I saw yet another “CSS is a massively bloated mess” whine and I’m like. My dude. My brother in Chromium. It is trying as hard as it can to express the totality of visual presentation and layout design and typography and animation and digital interactivity and a few other things in a human-readable text format. It’s not bloated, it’s fantastically ambitious. Its reach is greater than most of us can hope to grasp. Put some *respect* on its *name*.

@Meyerweb

This goal is admirable, but it also seems unachievable.

I wonder if it would've been better to just let web pages supply their own layout code and shaders. It'd slow down page loading, but it would also make browsers much smaller and simpler while removing the limits on what web designers can do.

@argv_minus_one If that is what you think CSS is for, you have fundamentally misunderstood it.

@ahltorp

Perhaps I have. Could you elaborate?

@argv_minus_one One ord elaboration: accessibility

@ahltorp

What about it?

I'm not familiar, but I was under the impression that accessibility tools look at the DOM, not the visual layout/appearance. Am I mistaken?
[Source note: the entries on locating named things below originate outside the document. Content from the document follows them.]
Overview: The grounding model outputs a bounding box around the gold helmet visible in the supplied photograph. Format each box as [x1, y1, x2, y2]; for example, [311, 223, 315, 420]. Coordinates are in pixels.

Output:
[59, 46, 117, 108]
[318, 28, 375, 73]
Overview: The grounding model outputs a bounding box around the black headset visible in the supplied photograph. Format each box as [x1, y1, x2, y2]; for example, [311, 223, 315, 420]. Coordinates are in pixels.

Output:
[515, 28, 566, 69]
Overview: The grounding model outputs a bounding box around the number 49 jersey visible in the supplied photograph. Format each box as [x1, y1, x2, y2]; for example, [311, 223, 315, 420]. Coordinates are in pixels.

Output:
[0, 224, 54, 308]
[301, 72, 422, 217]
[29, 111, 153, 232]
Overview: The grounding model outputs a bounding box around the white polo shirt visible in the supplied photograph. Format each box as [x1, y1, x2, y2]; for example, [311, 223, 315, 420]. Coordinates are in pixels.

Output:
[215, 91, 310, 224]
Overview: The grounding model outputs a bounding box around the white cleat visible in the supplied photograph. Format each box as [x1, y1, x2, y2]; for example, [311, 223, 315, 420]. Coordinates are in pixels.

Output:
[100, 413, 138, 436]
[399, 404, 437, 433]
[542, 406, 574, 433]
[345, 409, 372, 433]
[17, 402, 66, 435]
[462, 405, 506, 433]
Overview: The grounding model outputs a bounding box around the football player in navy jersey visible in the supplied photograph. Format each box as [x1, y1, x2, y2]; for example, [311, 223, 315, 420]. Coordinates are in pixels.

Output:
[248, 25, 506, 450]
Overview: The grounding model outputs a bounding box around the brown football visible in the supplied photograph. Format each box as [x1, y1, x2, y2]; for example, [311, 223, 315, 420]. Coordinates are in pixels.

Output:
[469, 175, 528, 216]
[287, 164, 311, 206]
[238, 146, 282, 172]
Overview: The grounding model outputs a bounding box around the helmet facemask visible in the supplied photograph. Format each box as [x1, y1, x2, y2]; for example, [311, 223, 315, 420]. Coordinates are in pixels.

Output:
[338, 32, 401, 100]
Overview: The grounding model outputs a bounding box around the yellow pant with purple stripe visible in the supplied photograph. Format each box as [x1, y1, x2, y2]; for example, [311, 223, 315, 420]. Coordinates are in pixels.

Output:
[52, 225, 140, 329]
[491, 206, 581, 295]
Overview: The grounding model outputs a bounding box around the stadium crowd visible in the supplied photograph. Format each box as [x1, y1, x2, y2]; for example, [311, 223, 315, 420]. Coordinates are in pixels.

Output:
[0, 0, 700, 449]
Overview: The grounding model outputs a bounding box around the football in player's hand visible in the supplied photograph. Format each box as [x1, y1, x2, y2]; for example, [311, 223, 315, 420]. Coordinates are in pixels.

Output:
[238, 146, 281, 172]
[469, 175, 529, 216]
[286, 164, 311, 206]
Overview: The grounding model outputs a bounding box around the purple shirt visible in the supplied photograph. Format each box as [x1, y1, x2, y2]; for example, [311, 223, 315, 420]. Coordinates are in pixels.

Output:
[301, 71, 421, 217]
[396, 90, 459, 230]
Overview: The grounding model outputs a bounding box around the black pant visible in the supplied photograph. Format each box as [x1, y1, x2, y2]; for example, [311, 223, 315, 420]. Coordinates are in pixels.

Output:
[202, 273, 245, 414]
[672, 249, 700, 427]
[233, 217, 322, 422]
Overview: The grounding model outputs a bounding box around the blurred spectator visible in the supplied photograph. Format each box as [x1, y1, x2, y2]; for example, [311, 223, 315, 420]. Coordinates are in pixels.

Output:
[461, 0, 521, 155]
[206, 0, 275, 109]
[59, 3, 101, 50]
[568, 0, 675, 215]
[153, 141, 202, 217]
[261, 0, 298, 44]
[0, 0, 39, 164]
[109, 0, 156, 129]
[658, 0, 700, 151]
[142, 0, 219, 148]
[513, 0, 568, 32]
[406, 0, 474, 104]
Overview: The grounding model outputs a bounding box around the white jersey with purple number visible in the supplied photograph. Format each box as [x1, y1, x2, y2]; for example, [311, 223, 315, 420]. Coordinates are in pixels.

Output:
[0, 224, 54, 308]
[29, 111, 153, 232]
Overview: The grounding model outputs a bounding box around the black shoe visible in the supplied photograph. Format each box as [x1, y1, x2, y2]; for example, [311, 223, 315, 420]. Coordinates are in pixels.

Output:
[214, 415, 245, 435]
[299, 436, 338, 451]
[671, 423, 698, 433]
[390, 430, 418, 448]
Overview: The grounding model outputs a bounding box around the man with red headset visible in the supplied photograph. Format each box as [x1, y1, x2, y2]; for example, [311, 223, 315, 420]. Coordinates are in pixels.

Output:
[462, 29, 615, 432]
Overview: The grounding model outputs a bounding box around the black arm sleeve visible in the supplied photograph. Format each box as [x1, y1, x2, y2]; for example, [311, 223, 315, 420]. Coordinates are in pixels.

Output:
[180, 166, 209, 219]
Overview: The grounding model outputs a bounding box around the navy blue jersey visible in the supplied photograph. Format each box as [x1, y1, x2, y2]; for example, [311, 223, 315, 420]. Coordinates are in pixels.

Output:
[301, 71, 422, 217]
@argv_minus_one Accessibility is more than special tools parsing the DOM and presenting it on a braille display or as speech.

Accessibility is choosing your own font size. It’s providing your own style sheet that controls the layout. It’s being able to choose light and dark mode. It’s being able to choose high contrast. And much much more.

Making web sites provide a rendering engine themselves would be a big step backwards. But you know that <canvas> is available if you really want that?

@ahltorp

Good points. I generally think of CSS as how web page authors control the appearance of the page, but I had forgotten that users use it too.